I have a strategy that I've been playing with and trying to backtest. It's of questionable practicality at the moment, but the idea is to pick one stock from the Dow 30 companies to trade right near the close and sell the following day, also near the close (I'm using actual closes as a proxy). If there are no suitable options, no trade is made for the day.
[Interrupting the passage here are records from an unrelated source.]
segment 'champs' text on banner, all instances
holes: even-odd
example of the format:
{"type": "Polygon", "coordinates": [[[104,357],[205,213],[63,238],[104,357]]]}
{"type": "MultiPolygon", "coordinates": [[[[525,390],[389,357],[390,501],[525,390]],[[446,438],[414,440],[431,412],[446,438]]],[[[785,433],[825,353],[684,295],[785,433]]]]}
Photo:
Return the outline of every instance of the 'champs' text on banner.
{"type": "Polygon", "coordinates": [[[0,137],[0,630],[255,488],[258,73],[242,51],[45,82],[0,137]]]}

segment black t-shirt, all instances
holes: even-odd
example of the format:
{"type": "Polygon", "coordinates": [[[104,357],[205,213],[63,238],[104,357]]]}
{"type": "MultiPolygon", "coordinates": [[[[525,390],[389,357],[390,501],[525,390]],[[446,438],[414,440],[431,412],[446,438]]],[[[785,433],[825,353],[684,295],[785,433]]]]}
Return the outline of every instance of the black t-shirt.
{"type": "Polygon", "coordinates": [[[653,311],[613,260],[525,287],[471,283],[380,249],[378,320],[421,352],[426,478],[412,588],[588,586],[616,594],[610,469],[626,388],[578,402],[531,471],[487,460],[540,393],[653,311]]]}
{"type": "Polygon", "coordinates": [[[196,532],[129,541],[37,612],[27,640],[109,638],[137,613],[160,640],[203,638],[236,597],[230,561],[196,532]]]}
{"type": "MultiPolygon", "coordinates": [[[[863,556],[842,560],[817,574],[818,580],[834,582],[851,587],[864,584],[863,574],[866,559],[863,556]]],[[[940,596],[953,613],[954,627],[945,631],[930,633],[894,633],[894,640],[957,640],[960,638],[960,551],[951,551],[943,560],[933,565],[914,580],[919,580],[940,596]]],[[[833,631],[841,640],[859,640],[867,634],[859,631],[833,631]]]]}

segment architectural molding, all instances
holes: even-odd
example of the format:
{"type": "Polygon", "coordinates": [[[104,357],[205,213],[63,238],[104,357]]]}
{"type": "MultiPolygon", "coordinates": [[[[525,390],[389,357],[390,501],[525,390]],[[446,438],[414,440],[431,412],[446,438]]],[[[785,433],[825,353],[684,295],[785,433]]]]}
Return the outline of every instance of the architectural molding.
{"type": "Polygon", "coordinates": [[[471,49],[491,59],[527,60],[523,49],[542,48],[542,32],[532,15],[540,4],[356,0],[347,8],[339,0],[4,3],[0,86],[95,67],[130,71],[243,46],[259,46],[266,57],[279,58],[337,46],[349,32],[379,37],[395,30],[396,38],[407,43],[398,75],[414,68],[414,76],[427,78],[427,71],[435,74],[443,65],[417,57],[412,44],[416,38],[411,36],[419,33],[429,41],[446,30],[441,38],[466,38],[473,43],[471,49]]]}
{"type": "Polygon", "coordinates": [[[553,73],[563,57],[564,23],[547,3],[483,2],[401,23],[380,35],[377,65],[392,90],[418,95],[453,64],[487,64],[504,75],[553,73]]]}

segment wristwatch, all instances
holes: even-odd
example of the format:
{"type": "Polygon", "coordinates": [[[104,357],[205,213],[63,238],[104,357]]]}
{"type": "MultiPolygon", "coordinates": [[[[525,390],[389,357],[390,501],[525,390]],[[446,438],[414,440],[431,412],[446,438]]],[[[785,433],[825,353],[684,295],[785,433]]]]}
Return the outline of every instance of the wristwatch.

Here's a summary of the test trades:
Period: 6/2/2016 to 6/9/2020
Trading days: 1013
Number of trades: 734
Average return per trade: 0.2298%
Trade standard deviation: 2.2826%
From what I've seen, the Sharpe Ratio would typically be calculated something like this in Python:
sharpe = daily_mean_return / daily_std * 252**0.5
In my case, I'm wondering if I should use the average number of days per year rather than 252
for a full year. So it would look something like:
trading_days = 1013
n_trades = 734
trade_mean = 0.002298
trade_std = 0.022826
annual_trades = n_trades / (trading_days / 252)
sharpe = trade_mean / trade_std * annual_trades**0.5 # 1.360
daily_sharpe = trade_mean / trade_std * 252**0.5 # 1.598
So calculating using only the trades actually made yields 1.360
and calculating based on 252
days yields 1.598
. Which of these is really getting to the essence of the ratio?